Victorian Liberal president Michael Kroger was dismissive yesterday of Julia Banks’ claims about bullying within the Liberal Party. “We haven’t received any complaints ourselves down here in the Victoria division about any behaviour that would concern us so we are not aware of exactly what Julia is talking about,” he said. “This is politics. People speak strongly. People raise their voices, well so they should if great matters of state are at play.”

Former senator Helen Kroger, who heads the party’s women’s council, was equally dismissive. Politics was a “rough and tough game”, she said, adding pointedly, “politics is clearly not for everyone”.

“Not for everyone.” Participating in our democracy is “not for everyone”.

Banks’ announced departure and the reaction to it — NSW MP Craig Kelly also told her she should “roll with the punches” — has been seen in the context of the Liberal Party’s widely acknowledged problem in attracting women. The party now once again offers two middle-aged white men as its leader and deputy leader and the party’s most senior woman has retired in disgust to the backbench and may well leave politics altogether. That the Liberals aren’t within cooee of achieving the level of female representation in their ranks that John Howard managed 20 years ago is a damning indictment of the kind of culture and values of the party’s divisions. That female MPs were bullied during last week’s leadership idiocy will plainly do nothing to help that.

But what of the wider issue of political participation by all of us? Australians have been turning their backs on politics for decades. First we stopped joining political parties. Then we started voting for minor parties. Then many of us began submitting informal votes, or not voting at all, or not registering to vote. In 2016, turnout dropped more than two percentage points to 91% despite compulsory voting. Turnout fell a further seven points at the recent Braddon by-election into which both sides poured massive resources.

Politics not being for everyone is clearly a sentiment that many potential voters increasingly agree — they don’t think it’s for them either.
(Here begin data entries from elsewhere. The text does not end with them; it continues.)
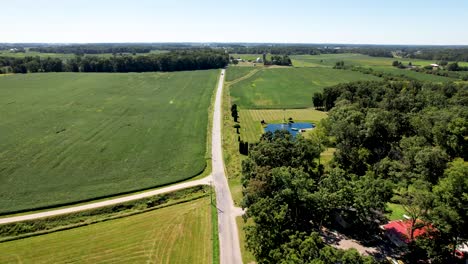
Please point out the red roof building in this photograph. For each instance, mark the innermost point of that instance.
(399, 231)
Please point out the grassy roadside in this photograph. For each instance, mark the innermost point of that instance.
(214, 228)
(204, 173)
(173, 234)
(47, 225)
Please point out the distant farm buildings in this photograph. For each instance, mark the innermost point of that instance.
(399, 231)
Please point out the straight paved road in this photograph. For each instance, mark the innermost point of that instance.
(227, 213)
(205, 181)
(228, 234)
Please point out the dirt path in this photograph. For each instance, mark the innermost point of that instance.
(205, 181)
(250, 74)
(228, 233)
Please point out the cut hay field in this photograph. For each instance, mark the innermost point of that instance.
(288, 87)
(68, 137)
(176, 234)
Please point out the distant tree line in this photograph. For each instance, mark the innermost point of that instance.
(172, 61)
(437, 54)
(312, 50)
(92, 49)
(278, 60)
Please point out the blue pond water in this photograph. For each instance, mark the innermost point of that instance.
(293, 128)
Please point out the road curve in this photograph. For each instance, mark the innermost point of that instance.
(228, 235)
(204, 181)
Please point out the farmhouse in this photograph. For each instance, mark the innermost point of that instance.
(399, 232)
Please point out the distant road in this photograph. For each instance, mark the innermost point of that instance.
(205, 181)
(228, 233)
(227, 213)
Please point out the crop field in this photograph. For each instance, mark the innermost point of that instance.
(329, 60)
(7, 53)
(288, 87)
(236, 72)
(251, 128)
(248, 56)
(68, 137)
(175, 234)
(412, 74)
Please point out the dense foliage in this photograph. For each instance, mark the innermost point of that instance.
(288, 199)
(92, 49)
(398, 141)
(172, 61)
(415, 136)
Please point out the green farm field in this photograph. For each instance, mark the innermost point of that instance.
(288, 87)
(176, 234)
(68, 137)
(251, 128)
(329, 60)
(236, 72)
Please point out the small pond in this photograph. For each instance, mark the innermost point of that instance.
(293, 128)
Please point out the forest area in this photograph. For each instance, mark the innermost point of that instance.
(403, 142)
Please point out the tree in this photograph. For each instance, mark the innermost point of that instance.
(317, 100)
(451, 198)
(237, 126)
(453, 66)
(416, 200)
(234, 112)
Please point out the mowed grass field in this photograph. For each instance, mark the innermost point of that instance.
(67, 137)
(236, 72)
(288, 87)
(251, 128)
(329, 60)
(376, 63)
(175, 234)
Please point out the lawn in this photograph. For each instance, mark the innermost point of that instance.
(251, 128)
(396, 211)
(236, 72)
(288, 87)
(175, 234)
(68, 137)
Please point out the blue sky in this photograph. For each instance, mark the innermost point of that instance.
(291, 21)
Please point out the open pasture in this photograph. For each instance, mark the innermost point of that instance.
(68, 137)
(329, 60)
(288, 87)
(176, 234)
(251, 128)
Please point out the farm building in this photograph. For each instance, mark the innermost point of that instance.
(399, 232)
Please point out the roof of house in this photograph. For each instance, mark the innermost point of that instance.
(403, 229)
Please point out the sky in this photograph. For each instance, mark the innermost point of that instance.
(417, 22)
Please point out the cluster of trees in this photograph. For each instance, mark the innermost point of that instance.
(311, 50)
(455, 67)
(288, 198)
(172, 61)
(92, 49)
(437, 53)
(278, 60)
(412, 136)
(396, 141)
(441, 72)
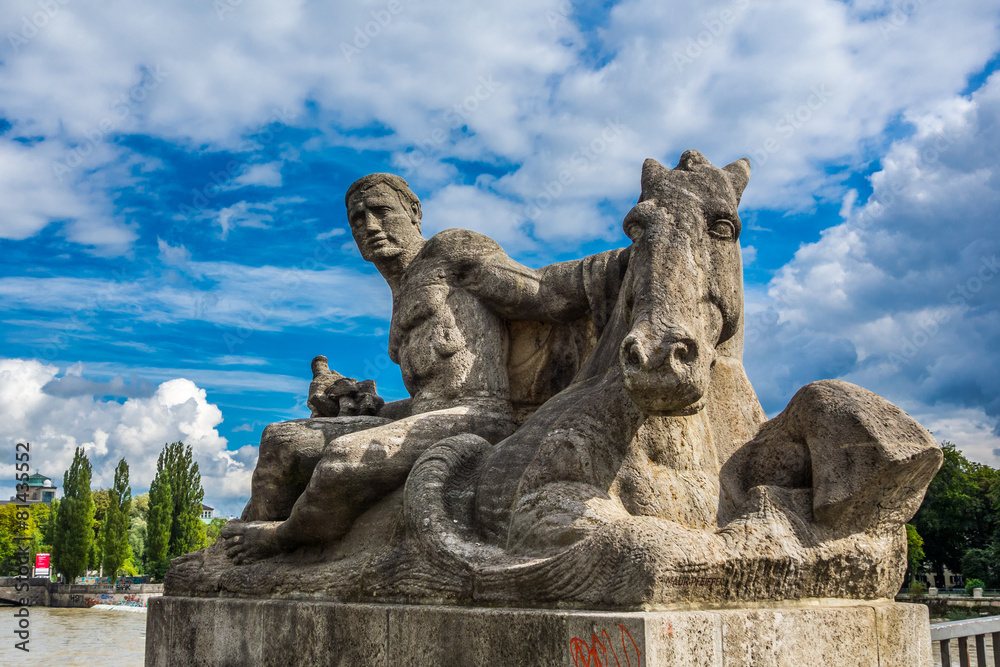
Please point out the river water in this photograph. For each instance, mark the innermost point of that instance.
(64, 637)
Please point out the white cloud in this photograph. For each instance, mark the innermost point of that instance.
(267, 175)
(902, 298)
(251, 298)
(137, 429)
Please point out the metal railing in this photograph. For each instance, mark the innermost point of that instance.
(962, 631)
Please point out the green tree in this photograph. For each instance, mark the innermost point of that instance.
(116, 551)
(158, 522)
(187, 531)
(137, 531)
(213, 529)
(980, 564)
(74, 529)
(957, 513)
(914, 552)
(101, 502)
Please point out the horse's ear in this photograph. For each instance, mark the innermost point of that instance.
(691, 160)
(653, 174)
(739, 175)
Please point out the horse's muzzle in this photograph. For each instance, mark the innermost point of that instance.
(665, 375)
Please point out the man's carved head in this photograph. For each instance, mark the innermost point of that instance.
(402, 189)
(384, 215)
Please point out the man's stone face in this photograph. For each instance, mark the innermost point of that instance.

Banks is a particular loss because she had a successful career before deciding to have a crack at politics. She decided to serve not because she wanted a job, or had only ever worked in politics and didn’t know what else to do, but because she wanted to improve her country. Ditto Malcolm Turnbull. Turnbull can sit enjoying his harbour view for the rest of his life and still die a wealthy man but he wanted to serve. Yes, of course, part of that was his unbridled ambition to be prime minister. But how many other figures in recent politics have had a successful career before public life? It used to be the rule. Now it’s the exception.

People should indeed be passionate about politics. But that’s different to the bullying and harassment that goes on in the major parties. There’s passionate advocacy for a cause, and there’s threatening people or trying to intimidate them, and if you can’t tell the difference, or you think the difference can be glossed over as “rough and tumble”, then you are guaranteeing that fewer people will be interested in entering politics — especially successful people who have plenty of things to pursue in other fields should they so desire. As Katharine Murphy showed in an excellent piece last year, politics is a toxic enough workplace even without bullying.

But the Krogers know all this perfectly well. Why, then, be so dismissive? As factional leaders and powerbrokers within the Liberal Party, they also know that managing a political party is much easier if it is smaller and more docile. Having large numbers of people join a party because they genuinely want to participate, rather than as a factional stack, complicates life. And even more so if people who are talented, successful and independent-minded join. They’re even harder to control and a greater threat to powerbrokers. In our system of guaranteed public funding for parties, they don’t need large participation to be successful. And encouraging participation is inimical to their interests.